The board also discussed speeding up collection of receivables, besides appointment of a chief executive and a CFO. Till the leadership issue is resolved, the board will continue to meet every week.
The board, which is in talks with banks to raise funds to meet operating capital needs, said that last week had seen definite improvements in collections. Collection of receivables will continue to be a “major priority for the business leaders and the board”, a company release said.
Meanwhile, on Sunday, Andhra Pradesh finance minister K. Rosaiah said the state government will not take any hasty decisions on projects handled by Maytas Infra Ltd, a company where the Raju family owns a 36% stake.

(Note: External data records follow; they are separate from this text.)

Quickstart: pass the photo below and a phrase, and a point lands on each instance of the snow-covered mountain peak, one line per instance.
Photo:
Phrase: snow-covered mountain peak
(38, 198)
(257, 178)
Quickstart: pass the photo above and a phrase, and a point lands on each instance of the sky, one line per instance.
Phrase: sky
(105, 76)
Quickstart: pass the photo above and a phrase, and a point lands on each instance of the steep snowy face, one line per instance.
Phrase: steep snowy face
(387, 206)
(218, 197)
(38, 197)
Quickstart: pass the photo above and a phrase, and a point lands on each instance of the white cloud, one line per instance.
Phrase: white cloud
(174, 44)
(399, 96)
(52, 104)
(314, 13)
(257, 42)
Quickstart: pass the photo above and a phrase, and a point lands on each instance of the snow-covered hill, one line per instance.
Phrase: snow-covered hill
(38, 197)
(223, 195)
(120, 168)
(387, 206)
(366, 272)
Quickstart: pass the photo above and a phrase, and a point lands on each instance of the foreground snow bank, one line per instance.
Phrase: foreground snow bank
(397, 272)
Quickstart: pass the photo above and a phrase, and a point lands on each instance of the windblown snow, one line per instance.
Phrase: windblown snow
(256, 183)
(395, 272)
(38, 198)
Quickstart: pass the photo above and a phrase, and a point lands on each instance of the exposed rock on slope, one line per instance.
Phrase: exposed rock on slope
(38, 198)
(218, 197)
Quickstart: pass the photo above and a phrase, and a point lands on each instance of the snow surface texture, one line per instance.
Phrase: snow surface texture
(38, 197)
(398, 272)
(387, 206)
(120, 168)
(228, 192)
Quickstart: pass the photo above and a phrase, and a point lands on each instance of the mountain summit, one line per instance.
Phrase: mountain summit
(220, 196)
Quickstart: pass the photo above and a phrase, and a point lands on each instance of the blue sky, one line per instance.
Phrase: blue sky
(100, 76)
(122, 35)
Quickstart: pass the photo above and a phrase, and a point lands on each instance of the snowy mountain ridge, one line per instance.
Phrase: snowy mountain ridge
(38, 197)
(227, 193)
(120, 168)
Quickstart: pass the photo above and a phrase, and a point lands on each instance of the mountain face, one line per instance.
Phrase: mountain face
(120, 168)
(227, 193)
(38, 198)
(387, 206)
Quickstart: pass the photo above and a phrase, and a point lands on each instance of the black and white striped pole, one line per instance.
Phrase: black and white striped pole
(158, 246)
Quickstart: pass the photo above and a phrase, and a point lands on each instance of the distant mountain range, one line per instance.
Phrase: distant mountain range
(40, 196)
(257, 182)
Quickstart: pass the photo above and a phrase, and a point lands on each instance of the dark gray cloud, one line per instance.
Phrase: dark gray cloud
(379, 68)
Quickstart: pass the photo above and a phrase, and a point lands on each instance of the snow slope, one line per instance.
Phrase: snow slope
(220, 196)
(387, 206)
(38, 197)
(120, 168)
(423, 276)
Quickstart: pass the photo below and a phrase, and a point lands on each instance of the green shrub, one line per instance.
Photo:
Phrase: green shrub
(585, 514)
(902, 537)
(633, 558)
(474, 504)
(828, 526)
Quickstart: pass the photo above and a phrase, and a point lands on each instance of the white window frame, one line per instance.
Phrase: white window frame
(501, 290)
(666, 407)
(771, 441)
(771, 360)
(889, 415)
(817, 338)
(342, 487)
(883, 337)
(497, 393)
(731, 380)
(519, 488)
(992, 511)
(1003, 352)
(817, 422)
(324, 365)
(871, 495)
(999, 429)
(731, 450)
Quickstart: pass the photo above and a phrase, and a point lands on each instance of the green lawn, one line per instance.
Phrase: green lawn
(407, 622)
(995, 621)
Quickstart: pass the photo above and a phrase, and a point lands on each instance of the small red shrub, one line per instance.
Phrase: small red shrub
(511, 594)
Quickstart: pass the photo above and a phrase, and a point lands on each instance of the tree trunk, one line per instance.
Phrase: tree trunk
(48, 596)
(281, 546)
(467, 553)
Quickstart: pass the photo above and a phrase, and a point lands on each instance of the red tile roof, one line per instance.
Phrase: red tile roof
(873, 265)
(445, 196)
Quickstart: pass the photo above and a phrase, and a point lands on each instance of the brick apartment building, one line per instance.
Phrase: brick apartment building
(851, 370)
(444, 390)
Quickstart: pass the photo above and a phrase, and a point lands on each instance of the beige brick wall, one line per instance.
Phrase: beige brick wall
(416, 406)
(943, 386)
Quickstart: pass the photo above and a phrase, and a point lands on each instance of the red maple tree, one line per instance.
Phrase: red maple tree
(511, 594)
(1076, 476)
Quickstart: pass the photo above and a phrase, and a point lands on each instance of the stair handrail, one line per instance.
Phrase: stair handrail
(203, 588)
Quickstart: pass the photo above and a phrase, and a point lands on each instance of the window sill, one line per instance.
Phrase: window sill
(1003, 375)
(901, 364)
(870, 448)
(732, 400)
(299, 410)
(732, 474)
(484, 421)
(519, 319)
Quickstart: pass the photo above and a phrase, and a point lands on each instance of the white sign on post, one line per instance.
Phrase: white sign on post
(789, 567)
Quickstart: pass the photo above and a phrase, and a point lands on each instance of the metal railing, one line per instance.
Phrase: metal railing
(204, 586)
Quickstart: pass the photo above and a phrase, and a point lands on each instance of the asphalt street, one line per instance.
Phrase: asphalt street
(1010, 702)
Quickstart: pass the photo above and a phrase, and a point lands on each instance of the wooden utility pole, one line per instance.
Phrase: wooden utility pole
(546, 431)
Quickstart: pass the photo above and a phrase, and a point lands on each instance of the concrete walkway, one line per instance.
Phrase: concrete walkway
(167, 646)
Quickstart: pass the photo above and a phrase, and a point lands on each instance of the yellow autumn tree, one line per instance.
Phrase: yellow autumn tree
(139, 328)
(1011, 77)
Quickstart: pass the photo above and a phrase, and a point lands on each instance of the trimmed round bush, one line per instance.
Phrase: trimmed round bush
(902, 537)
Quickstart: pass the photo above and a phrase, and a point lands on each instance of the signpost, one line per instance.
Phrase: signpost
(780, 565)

Maytas Infra’s major projects include the Rs12,312 crore Hyderabad Metro Rail project, the Rs1,590 crore Machilipatnam port project, the Rs3,627 crore Pranahita-Chevella irrigation project package-5 and the Rs2,119 crore Pranahita-Chevella irrigation project package-7, all of which are in Andhra Pradesh.
In a related development, Venkat Changavalli, chief executive of Emergency Management and Research Institute or Emri, another Raju initiative, sought to allay fears about Emri being impacted. He clarified states provide 95% of funding for its operations and that except in Andhra Pradesh, all Emri assets are owned by the states themselves. Changavalli was responding to allegations that Emri was used as a front to siphon off public money.
He said Emri’s fund utilization is transparent, besides being audited and reviewed by the state authorities at regular intervals.